Als Graf und Gräfin von und zu Egloffstein 1993 das elterliche Gut, die Grafschaft Pappenheim, übernahmen, sahen sie sich insbesondere mit dem bedeutenden baulichen Erbe der ehemals reichsunmittelbaren Grafen von und zu Pappenheim konfrontiert. Die weitläufige, seit dem 13. Jahrhundert bezeugte Burganlage gehörte ebenso dazu, wie das malerische im 16. Jahrhundert entstandene Alte Schloss mit seinen Nebengebäuden und Parkanlagen, das 1819/1820 von Leo von Klenze entworfene, vornehme, große klassizistische Neue Schloss, das ehemalige, schon im frühen 16. Jahrhundert aufgelassene Augustinerkloster mit Kirche und Konventgebäude sowie zwei vor der Stadt angesiedelte Höfe und manch anderes Einzelbaudenkmal. Schritt für Schritt machten sie sich an die Instandsetzung der vielfältigen Monumente.

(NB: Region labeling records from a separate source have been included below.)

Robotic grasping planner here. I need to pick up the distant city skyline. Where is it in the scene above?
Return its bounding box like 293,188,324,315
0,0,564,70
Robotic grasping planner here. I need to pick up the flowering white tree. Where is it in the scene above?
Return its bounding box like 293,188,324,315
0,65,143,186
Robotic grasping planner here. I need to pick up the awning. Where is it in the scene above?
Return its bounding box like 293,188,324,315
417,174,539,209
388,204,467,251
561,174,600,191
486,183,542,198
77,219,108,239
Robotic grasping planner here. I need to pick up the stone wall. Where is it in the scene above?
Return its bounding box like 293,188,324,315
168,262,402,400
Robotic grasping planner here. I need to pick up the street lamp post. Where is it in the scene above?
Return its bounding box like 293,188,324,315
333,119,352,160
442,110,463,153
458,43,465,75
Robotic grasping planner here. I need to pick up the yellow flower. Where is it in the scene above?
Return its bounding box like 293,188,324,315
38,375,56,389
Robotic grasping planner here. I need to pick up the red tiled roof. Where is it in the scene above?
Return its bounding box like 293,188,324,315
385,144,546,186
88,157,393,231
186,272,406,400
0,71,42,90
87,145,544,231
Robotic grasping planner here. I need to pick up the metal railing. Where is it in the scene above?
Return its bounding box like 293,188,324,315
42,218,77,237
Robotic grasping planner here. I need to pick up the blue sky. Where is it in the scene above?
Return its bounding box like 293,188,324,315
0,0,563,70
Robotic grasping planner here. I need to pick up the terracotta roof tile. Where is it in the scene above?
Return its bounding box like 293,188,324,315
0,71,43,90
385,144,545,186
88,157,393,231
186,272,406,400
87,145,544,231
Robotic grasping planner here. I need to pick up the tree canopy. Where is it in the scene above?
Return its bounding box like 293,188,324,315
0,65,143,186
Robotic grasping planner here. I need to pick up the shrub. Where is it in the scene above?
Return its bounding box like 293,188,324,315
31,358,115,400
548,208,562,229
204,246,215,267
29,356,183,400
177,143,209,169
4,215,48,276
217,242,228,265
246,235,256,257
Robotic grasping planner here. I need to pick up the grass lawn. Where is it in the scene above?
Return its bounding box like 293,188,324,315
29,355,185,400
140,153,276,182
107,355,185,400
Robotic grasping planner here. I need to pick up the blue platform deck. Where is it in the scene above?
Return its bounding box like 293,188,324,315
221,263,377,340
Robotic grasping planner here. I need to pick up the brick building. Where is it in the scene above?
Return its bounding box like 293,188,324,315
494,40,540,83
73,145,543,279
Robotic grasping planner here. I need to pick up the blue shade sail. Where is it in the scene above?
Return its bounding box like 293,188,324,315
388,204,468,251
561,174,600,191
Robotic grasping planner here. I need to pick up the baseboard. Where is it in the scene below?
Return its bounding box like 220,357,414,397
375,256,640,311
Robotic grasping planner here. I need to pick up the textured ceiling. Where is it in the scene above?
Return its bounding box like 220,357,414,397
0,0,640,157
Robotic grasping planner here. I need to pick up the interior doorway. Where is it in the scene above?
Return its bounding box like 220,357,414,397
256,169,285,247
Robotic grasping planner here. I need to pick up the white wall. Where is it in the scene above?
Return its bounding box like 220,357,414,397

Zunächst wurde der umfangreiche Burgkomplex restauriert. Alle Mauern und die gesamten historischen Geländestrukturen, vor allem der Burggräben, wurden in ihrer geschichtlichen Überlieferung wieder sichtbar gemacht. Danach wurde der bereits stark verfallene Komplex des ehemaligen Augustinerklosters einer Gesamtinstandsetzung zugeführt. Auch das für das historische Erscheinungsbild von Pappenheim bedeutsame Alte Schloss wurde außen und innen gründlich wiederhergestellt. Dabei legten die Eigentümer größten Wert auf die Erhaltung der historischen Aussagekraft des Hauses. Das schlichte, barocke Treppenhaus schmücken heute wieder die originalen Baluster und geschnitzten Vasen.

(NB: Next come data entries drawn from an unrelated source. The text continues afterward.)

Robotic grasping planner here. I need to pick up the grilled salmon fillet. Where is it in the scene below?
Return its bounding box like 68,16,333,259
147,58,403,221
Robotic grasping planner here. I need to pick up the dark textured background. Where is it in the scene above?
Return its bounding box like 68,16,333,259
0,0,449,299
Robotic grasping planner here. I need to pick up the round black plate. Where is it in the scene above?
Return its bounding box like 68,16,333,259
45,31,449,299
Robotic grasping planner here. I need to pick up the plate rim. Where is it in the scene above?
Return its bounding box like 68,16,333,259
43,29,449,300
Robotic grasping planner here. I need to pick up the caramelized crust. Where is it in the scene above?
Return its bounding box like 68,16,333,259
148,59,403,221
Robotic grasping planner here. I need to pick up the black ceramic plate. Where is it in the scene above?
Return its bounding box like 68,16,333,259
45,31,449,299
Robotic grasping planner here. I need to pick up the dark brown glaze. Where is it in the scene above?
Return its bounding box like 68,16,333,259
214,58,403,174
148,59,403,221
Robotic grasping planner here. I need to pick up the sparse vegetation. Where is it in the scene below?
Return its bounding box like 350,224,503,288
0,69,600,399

Die jüngste Initiative schließlich galt dem Neuen Schloss. Hier ging es insbesondere darum, die Bel Etage mit ihren Festräumen instand zu setzen. Kostspielig gestaltete sich insbesondere die Restaurierung der klassizistischen Ausmalung sowie der historischen Beleuchtungskörper. In den beiden letzten Jahren schließlich rundete die Instandsetzung der in der Umgebung der Stadt gelegenen Höfe, vor allem der Anlage von Mittelmarter, das bisherige Maßnahmenpaket ab.

Neben dem fachlich- denkmalpflegerischen Engagement, das Graf und Gräfin Egloffstein aus der historischen Verpflichtung ableiten, die ihnen das ererbte, historische bauliche Gut auferlegt, prägt sie auch der Wunsch, einen Beitrag zur Entwicklung des Ortes Pappenheim im Hinblick auf seine aussagekräftige, historische Erlebbarkeit, zu leisten. Dass sich die kleine Stadt heute in ihren wesentlichen Baudenkmälern als historische Gemeinde präsentiert, ist auch der Initiative und Tatkraft der beiden Preisträger zu verdanken.